Francamente como obreros de Dios podemos escapar de muchas personas, pero debemos recordar que los ojos de Jehová están en todo lugar (Proverbios 15:3). Como obreros de Dios, debemos hacer todo lo que hacemos por Cristo y no por el hombre (Colosenses 3:23) – y antes que digamos “así es, lo hago para Dios y no para el hombre”, debemos recordar que si es para Dios, debe ser cien veces mejor que si fuera para el hombre. Dios nos advierte que no seamos flojos o negligentes sino que usemos bien el tiempo, los talentos y los recursos que Él nos dio.

Hay momentos en que cada uno de nosotros queremos terminar el día e ir a casa… igual no habrá problemas siendo que somos nuestros propios jefes. Pero piensa en esto

Hay momentos en que me gustaría ir a casa y cerrar la puerta … pero me pregunto, si todos tuvieran mi ética de trabajo, ¿se harían las cosas? Si todos tuvieran la actitud de “voy a descansar en vez de trabajar” ¿Avanzaría y crecería el ministerio? ¿Quién llamaría al afligido? ¿Crecerían los jóvenes que quieren predicar? ¿Estaría preparado el sermón para el domingo?
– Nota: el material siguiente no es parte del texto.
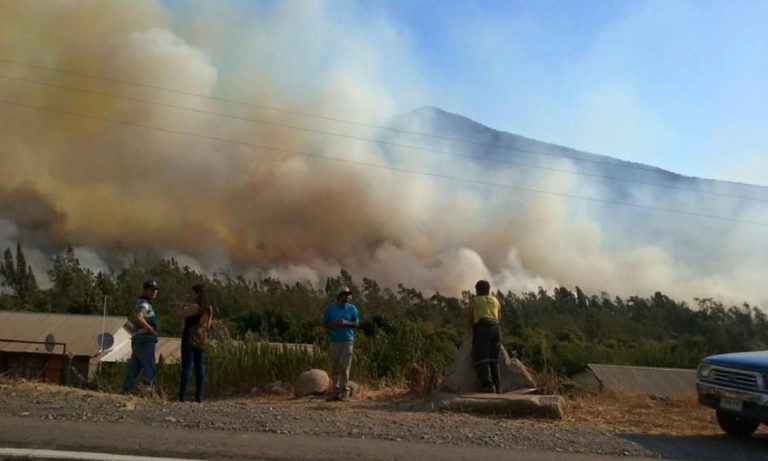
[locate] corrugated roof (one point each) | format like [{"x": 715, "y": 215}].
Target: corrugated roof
[
  {"x": 661, "y": 382},
  {"x": 79, "y": 332}
]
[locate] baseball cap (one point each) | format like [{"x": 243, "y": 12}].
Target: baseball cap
[{"x": 151, "y": 284}]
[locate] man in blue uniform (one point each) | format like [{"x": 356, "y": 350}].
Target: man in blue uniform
[
  {"x": 341, "y": 319},
  {"x": 143, "y": 340}
]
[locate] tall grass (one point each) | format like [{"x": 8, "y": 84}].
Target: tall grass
[{"x": 231, "y": 366}]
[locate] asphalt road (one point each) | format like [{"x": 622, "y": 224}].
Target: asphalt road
[{"x": 141, "y": 440}]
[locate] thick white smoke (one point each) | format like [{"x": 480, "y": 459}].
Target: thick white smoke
[{"x": 114, "y": 190}]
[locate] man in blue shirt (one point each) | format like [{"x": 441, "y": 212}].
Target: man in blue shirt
[
  {"x": 341, "y": 319},
  {"x": 143, "y": 340}
]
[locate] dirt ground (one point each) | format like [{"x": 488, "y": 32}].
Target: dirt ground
[{"x": 606, "y": 424}]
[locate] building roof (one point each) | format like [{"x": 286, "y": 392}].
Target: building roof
[
  {"x": 79, "y": 333},
  {"x": 660, "y": 382},
  {"x": 169, "y": 349}
]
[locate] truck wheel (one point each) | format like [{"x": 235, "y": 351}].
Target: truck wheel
[{"x": 736, "y": 425}]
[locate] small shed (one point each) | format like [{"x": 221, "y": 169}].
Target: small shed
[
  {"x": 672, "y": 383},
  {"x": 168, "y": 350},
  {"x": 57, "y": 348}
]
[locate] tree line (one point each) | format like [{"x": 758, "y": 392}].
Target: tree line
[{"x": 559, "y": 331}]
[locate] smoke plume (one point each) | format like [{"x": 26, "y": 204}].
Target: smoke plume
[{"x": 246, "y": 192}]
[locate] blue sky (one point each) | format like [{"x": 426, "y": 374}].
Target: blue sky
[
  {"x": 679, "y": 84},
  {"x": 673, "y": 83}
]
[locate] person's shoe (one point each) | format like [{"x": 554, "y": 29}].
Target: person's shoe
[{"x": 488, "y": 389}]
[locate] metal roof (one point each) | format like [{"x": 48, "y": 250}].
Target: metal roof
[
  {"x": 79, "y": 332},
  {"x": 659, "y": 382}
]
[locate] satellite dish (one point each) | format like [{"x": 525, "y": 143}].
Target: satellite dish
[
  {"x": 105, "y": 341},
  {"x": 50, "y": 342}
]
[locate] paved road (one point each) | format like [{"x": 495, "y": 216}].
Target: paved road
[{"x": 143, "y": 440}]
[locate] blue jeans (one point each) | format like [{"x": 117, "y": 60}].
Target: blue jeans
[
  {"x": 191, "y": 356},
  {"x": 142, "y": 362}
]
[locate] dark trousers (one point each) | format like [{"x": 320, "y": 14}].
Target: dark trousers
[
  {"x": 486, "y": 346},
  {"x": 191, "y": 356},
  {"x": 142, "y": 361}
]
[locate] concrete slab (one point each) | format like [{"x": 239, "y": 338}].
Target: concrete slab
[{"x": 512, "y": 405}]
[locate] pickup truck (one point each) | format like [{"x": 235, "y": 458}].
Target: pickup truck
[{"x": 736, "y": 386}]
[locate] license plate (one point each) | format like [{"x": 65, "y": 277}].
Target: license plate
[{"x": 731, "y": 404}]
Si yo no me disciplino, el ministerio y mi propia vida terminarán en estancamiento

Como yo soy mi propio jefe, necesito autodisciplina, tengo que empezar a colocar algunas reglas en mi propia vida. Así como una persona que trabaja por cuenta propia, yo también tengo que trabajar hasta tarde si es necesario, trabajar más tiempo o trabajar más duro para hacer las cosas. Como misionero, tengo en claro que las personas a las que estoy ayudando tienen que tener acceso a mi sea cual sea la hora. Aunque he tenido la suerte de ayudar muchas veces, veo que muchas otras veces he fallado. He fracasado porque la almohada se sentía bien, he fracasado porque no había estudiado, he fracasado… porque yo no era disciplinado en mi propia vida.
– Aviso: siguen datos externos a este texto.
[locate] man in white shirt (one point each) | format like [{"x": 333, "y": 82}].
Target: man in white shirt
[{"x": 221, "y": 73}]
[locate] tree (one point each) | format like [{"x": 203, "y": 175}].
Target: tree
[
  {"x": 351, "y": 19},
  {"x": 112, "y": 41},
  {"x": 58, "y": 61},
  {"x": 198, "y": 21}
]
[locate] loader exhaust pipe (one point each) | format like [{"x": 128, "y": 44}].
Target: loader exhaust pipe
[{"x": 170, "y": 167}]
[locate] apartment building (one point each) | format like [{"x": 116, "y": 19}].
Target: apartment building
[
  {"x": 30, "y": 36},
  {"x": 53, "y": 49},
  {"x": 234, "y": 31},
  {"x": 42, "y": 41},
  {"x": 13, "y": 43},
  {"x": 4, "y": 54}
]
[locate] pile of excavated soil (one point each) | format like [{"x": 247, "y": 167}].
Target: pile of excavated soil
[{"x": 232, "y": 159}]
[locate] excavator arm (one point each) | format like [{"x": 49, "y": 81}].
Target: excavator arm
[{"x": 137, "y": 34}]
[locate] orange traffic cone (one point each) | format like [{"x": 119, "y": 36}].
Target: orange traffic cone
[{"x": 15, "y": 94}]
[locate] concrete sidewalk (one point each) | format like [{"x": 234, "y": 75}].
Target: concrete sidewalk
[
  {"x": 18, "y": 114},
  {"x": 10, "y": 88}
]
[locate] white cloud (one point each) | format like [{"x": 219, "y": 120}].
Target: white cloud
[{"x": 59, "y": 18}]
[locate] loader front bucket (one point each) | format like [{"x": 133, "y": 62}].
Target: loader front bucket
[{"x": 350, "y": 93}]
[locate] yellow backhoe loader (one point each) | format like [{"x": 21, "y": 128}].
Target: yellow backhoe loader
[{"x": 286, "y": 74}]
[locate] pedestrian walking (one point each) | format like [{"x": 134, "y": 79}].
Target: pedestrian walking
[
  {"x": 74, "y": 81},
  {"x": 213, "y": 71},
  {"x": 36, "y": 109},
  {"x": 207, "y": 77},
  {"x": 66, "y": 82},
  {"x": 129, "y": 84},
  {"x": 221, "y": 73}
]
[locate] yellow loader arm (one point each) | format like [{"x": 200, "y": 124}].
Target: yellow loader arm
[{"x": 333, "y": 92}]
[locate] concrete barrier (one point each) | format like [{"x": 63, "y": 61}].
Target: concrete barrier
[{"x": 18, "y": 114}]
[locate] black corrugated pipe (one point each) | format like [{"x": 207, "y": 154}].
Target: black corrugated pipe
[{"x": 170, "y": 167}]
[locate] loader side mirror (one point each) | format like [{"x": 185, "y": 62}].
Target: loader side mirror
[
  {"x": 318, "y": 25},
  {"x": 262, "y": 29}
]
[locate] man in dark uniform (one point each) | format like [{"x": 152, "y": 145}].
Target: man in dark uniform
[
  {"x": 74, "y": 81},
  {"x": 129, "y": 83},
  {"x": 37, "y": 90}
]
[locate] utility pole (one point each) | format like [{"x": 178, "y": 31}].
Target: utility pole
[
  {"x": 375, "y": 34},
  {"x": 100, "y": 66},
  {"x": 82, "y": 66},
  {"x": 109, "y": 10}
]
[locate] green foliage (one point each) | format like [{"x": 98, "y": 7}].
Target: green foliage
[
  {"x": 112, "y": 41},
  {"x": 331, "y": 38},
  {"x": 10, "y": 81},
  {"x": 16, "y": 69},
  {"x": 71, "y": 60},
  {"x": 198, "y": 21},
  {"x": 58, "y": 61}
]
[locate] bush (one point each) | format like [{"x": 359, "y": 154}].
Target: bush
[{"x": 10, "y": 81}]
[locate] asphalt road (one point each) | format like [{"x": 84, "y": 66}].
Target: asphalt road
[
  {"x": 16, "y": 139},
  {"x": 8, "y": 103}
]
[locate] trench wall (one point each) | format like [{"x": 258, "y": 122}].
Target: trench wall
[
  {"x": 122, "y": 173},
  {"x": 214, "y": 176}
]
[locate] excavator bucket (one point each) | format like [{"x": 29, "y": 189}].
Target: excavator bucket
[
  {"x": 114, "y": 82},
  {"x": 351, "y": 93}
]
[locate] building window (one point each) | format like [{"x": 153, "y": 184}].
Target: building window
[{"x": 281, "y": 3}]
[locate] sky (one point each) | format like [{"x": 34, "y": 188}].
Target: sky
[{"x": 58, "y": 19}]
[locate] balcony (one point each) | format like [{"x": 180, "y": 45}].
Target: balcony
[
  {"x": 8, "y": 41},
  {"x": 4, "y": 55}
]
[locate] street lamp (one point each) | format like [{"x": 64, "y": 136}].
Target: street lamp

Por eso les reto con ideas que me han ayudado. Si estás casado, asegúrate de que tu esposa entiende cual es su responsabilidad y que esté de acuerdo, luego, siéntate y dile al Señor que vas a tomar tu trabajo en serio. Piensa en ello, ¿A quién más se le paga para llegar a predicar y enseñar a otros? ¿Quién más puede ver a los nuevos conversos que son bautizados, que crecen y que comienzan a predicar? Sin duda tengo un gran privilegio, pero ¡cuánto mayor es mi responsabilidad!. Así que únanse a mí a fin de renovar nuestro compromiso de hacer lo que se necesite como siervo del Señor. Que Dios nos ayude a disciplinarnos para servirle con el tiempo, esfuerzo y amor que sea necesario.